Zhu Bing, Farris Tierra R, Milligan Sarah L, Chen Haosi, Zhu Ruijuan, Hong Aailing, Zhou Xiaochuan, Gao Xiaolian, McBride Jere W
Departments of Pathology University of Texas Medical Branch, Galveston, TX.
Departments of Microbiology & Immunology University of Texas Medical Branch, Galveston, TX.
Biochem Biophys Rep. 2016 Mar 1;5:430-438. doi: 10.1016/j.bbrep.2016.02.003.

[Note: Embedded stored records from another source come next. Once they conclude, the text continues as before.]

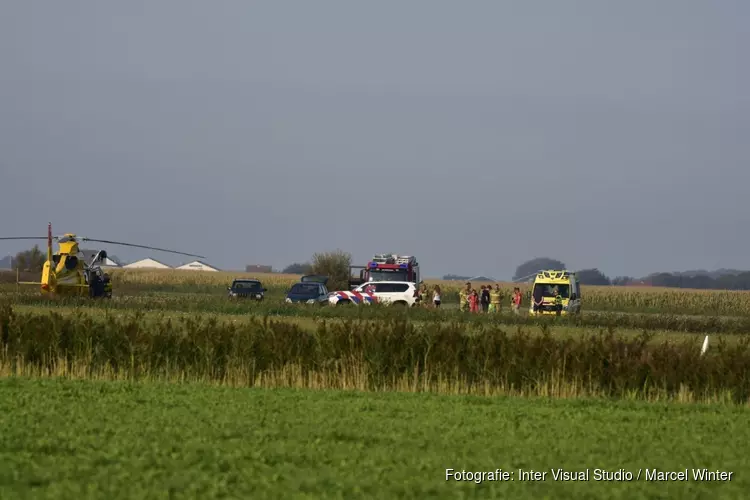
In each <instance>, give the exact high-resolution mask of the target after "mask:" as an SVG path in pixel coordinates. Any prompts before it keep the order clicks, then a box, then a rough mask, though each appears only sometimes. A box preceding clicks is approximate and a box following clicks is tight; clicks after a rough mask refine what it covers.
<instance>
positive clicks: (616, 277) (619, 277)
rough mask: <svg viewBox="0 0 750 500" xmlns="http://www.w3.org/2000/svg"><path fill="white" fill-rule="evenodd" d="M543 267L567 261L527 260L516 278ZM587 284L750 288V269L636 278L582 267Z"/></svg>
mask: <svg viewBox="0 0 750 500" xmlns="http://www.w3.org/2000/svg"><path fill="white" fill-rule="evenodd" d="M539 269H566V266H565V264H564V263H563V262H561V261H559V260H556V259H550V258H548V257H540V258H536V259H532V260H530V261H528V262H524V263H523V264H521V265H520V266H518V268H517V269H516V274H515V275H514V276H513V279H514V280H518V279H521V278H524V277H526V276H529V275H533V274H534V273H535V272H536V271H537V270H539ZM577 273H578V276H579V278H580V280H581V283H582V284H584V285H613V286H623V285H630V284H643V285H650V286H660V287H671V288H698V289H704V290H750V271H747V272H746V271H732V270H725V271H723V272H721V271H719V272H717V273H715V275H714V276H711V275H710V274H709V273H705V272H694V273H656V274H652V275H650V276H647V277H645V278H641V279H634V278H631V277H629V276H618V277H616V278H609V277H608V276H606V275H605V274H604V273H602V272H601V271H600V270H599V269H582V270H580V271H577Z"/></svg>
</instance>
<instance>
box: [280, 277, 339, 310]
mask: <svg viewBox="0 0 750 500" xmlns="http://www.w3.org/2000/svg"><path fill="white" fill-rule="evenodd" d="M326 283H328V277H327V276H316V275H308V276H303V277H302V278H301V279H300V282H299V283H295V284H294V285H293V286H292V288H291V289H290V290H289V293H287V295H286V302H287V303H289V304H319V305H323V304H325V303H326V302H328V296H329V295H330V293H329V292H328V288H326Z"/></svg>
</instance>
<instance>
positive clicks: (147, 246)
mask: <svg viewBox="0 0 750 500" xmlns="http://www.w3.org/2000/svg"><path fill="white" fill-rule="evenodd" d="M81 241H94V242H96V243H106V244H108V245H122V246H126V247H136V248H146V249H148V250H158V251H160V252H167V253H176V254H180V255H187V256H189V257H198V258H199V259H205V257H204V256H203V255H195V254H193V253H185V252H178V251H177V250H167V249H166V248H157V247H148V246H146V245H135V244H133V243H123V242H121V241H109V240H94V239H92V238H81Z"/></svg>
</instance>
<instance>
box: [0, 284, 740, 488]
mask: <svg viewBox="0 0 750 500" xmlns="http://www.w3.org/2000/svg"><path fill="white" fill-rule="evenodd" d="M198 274H200V273H198ZM180 276H182V274H181V275H180ZM196 276H197V275H196ZM201 276H203V275H201ZM125 277H127V276H125ZM196 283H198V282H196ZM219 285H220V284H212V283H208V282H207V283H202V284H200V283H198V284H184V283H183V284H176V285H172V284H169V283H166V282H164V283H158V282H155V283H153V284H151V283H147V282H145V279H144V280H143V282H135V281H134V282H133V283H130V284H127V286H126V287H123V288H122V289H120V293H119V294H118V295H117V296H116V297H115V298H114V299H113V300H111V301H93V302H91V301H79V302H75V301H74V302H66V301H53V302H49V301H47V300H44V299H42V298H40V297H38V296H36V294H32V293H24V294H21V295H17V294H15V293H14V292H12V290H10V288H9V287H7V286H6V288H8V290H5V291H4V292H3V293H0V341H1V342H0V344H2V345H0V422H2V428H1V429H0V443H1V446H0V464H2V467H0V499H4V498H108V499H114V498H425V497H427V498H608V497H609V498H628V499H629V498H636V499H637V498H673V497H676V498H711V499H721V498H746V497H747V496H748V494H747V493H746V492H747V491H750V478H748V474H749V473H750V467H748V465H749V464H748V459H746V458H745V455H746V454H745V453H744V451H743V447H742V445H741V443H743V442H744V438H745V437H750V436H748V433H750V430H749V429H750V427H749V426H747V425H746V422H747V419H748V412H750V403H749V402H748V401H749V398H750V396H748V395H749V394H750V344H748V342H747V340H748V335H747V334H748V333H750V317H748V315H747V314H746V313H747V311H750V309H748V308H747V307H746V306H747V305H748V304H750V302H748V301H747V300H746V299H745V295H743V294H741V293H725V292H715V293H714V292H700V293H693V292H689V291H686V292H684V293H682V292H678V291H677V292H673V291H659V292H648V291H643V292H639V291H626V292H617V293H615V292H612V293H610V292H609V291H607V290H601V291H596V292H595V293H596V294H595V293H593V292H592V293H591V294H590V295H589V296H590V297H592V305H593V306H595V307H592V308H591V309H589V310H586V311H585V312H584V315H583V316H582V317H581V318H579V319H578V320H574V319H565V318H547V320H542V321H540V320H535V319H530V318H527V317H521V318H518V317H514V316H512V315H510V314H507V313H506V314H504V315H502V316H499V317H490V316H487V315H467V314H460V313H459V312H458V311H455V310H451V309H452V308H451V307H447V308H446V310H445V311H442V312H437V311H434V310H433V311H430V310H423V309H413V310H408V311H400V312H399V311H395V310H393V309H388V308H378V307H353V308H335V307H334V308H330V307H323V308H310V307H290V306H286V305H284V304H283V294H282V293H281V290H282V285H273V286H271V287H270V288H271V289H272V290H271V293H270V294H269V297H268V299H269V300H267V301H266V302H264V303H263V304H256V303H249V302H243V301H232V300H229V299H228V298H227V297H226V296H224V290H225V287H223V286H219ZM740 299H741V300H742V302H741V304H742V307H735V306H733V305H732V304H734V303H735V302H733V301H735V300H740ZM670 304H675V307H672V306H671V305H670ZM452 305H454V304H449V306H452ZM453 309H454V308H453ZM735 313H736V314H735ZM136 314H137V316H136ZM212 319H213V320H215V322H213V321H212ZM323 325H325V326H323ZM614 333H616V334H617V338H615V336H614ZM644 334H647V335H644ZM706 334H709V335H710V336H711V346H710V348H709V351H708V353H707V355H706V356H703V357H701V356H700V355H699V349H700V344H701V343H702V341H703V338H704V336H705V335H706ZM619 339H622V340H619ZM643 339H647V340H643ZM59 375H64V376H66V377H67V379H65V378H58V376H59ZM186 380H188V381H191V382H190V383H188V382H186ZM301 387H304V388H305V389H299V388H301ZM335 388H349V389H359V390H361V391H362V392H353V391H335V390H331V389H335ZM316 389H318V390H316ZM320 389H323V390H320ZM396 391H401V392H396ZM421 391H432V393H425V392H421ZM465 394H477V395H484V396H482V397H480V396H466V395H465ZM508 394H511V395H514V396H513V397H508V396H507V395H508ZM547 395H553V396H555V399H546V398H541V397H540V396H547ZM521 396H525V397H521ZM593 397H596V398H595V399H592V398H593ZM666 401H669V402H666ZM701 401H702V402H707V401H708V402H711V403H710V404H701V403H699V402H701ZM729 401H734V402H735V403H736V404H730V403H729ZM703 468H707V469H708V470H709V471H716V470H721V471H725V472H731V473H732V476H731V480H729V481H697V480H694V477H693V472H692V469H703ZM446 469H454V470H455V471H457V472H460V471H463V470H465V471H472V472H491V471H496V470H497V469H501V470H502V471H504V472H507V473H508V474H512V475H510V476H509V477H508V478H507V480H504V481H493V480H486V481H484V482H482V483H481V484H480V483H477V482H474V481H471V480H465V481H456V480H455V479H449V480H447V481H446ZM557 469H564V470H566V471H569V472H578V471H585V470H588V471H589V480H587V481H561V480H555V478H554V474H553V472H552V470H557ZM647 469H649V470H651V471H653V470H654V469H658V470H660V471H684V470H685V469H688V470H689V478H688V480H686V481H651V480H647V477H646V476H647V472H646V470H647ZM519 470H523V471H526V472H529V471H535V472H539V473H546V477H545V478H544V479H543V480H536V481H532V480H521V479H522V478H521V477H519V474H520V473H519ZM596 470H604V471H607V472H609V473H615V472H618V471H619V472H620V473H622V472H629V473H632V474H633V480H631V481H600V480H597V479H598V478H597V476H596V473H595V471H596ZM639 471H640V478H638V474H639ZM511 479H512V480H511Z"/></svg>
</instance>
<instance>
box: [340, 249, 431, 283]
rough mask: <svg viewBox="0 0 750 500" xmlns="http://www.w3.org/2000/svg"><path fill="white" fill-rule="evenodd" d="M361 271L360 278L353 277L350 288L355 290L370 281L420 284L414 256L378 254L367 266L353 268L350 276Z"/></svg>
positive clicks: (419, 280) (353, 267) (416, 260)
mask: <svg viewBox="0 0 750 500" xmlns="http://www.w3.org/2000/svg"><path fill="white" fill-rule="evenodd" d="M354 269H359V270H360V271H359V277H358V278H357V277H354V276H352V277H351V278H350V280H349V287H350V288H352V289H353V288H355V287H357V286H359V285H361V284H362V283H366V282H368V281H408V282H410V283H415V284H419V283H420V281H421V276H420V273H419V263H418V262H417V259H416V258H415V257H414V256H412V255H397V254H376V255H375V256H374V257H373V259H372V260H371V261H370V262H368V263H367V266H351V267H350V268H349V271H350V274H352V273H353V271H354Z"/></svg>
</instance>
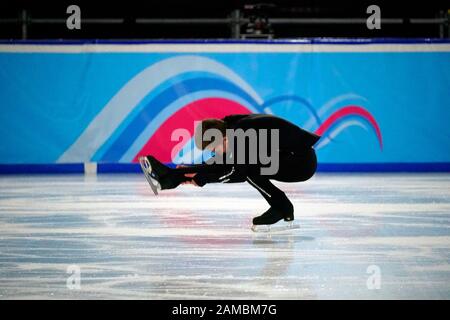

SUMOylation and ubiquitination are two essential post translational modifications (PTMs) involved in the regulation of important biological processes in eukaryotic cells. Identification of ubiquitin (Ub) and small ubiquitin-related modifier (SUMO)-conjugated lysine residues in proteins is critical for understanding the role of ubiquitination and SUMOylation, but remains experimentally challenging. We have developed a powerful Ub/SUMO assay using a novel high density peptide array incorporated within a microfluidic device that allows rapid identification of ubiquitination and SUMOylation sites on target proteins. We performed the assay with a panel of human proteins and a microbial effector with known target sites for Ub or SUMO modifications, and determined that 80% of these proteins were modified by Ub or specific SUMO isoforms at the sites previously determined using conventional methods. Our results confirm the specificity for both SUMO isoform and individual target proteins at the peptide level. In summary, this microfluidic high density peptide array approach is a rapid screening assay to determine sites of Ub and SUMO modification of target substrates, which will provide new insights into the composition, selectivity and specificity of these PTM target sites.
SUMO化和泛素化是真核细胞中参与重要生物过程调控的两种关键的翻译后修饰(PTM)。鉴定蛋白质中泛素(Ub)和小泛素相关修饰物(SUMO)共轭的赖氨酸残基对于理解泛素化和SUMO化的作用至关重要,但在实验上仍然具有挑战性。我们开发了一种强大的Ub/SUMO检测方法,该方法使用了一种新型的高密度肽阵列,该阵列集成在微流控装置中,可快速鉴定靶蛋白上的泛素化和SUMO化位点。我们用一组人类蛋白质和一种具有已知Ub或SUMO修饰靶位点的微生物效应物进行了检测,并确定这些蛋白质中有80%在先前使用传统方法确定的位点上被Ub或特定的SUMO异构体修饰。我们的结果在肽水平上证实了SUMO异构体和单个靶蛋白的特异性。总之,这种微流控高密度肽阵列方法是一种快速筛选检测方法,用于确定靶底物的Ub和SUMO修饰位点,这将为这些PTM靶位点的组成、选择性和特异性提供新的见解。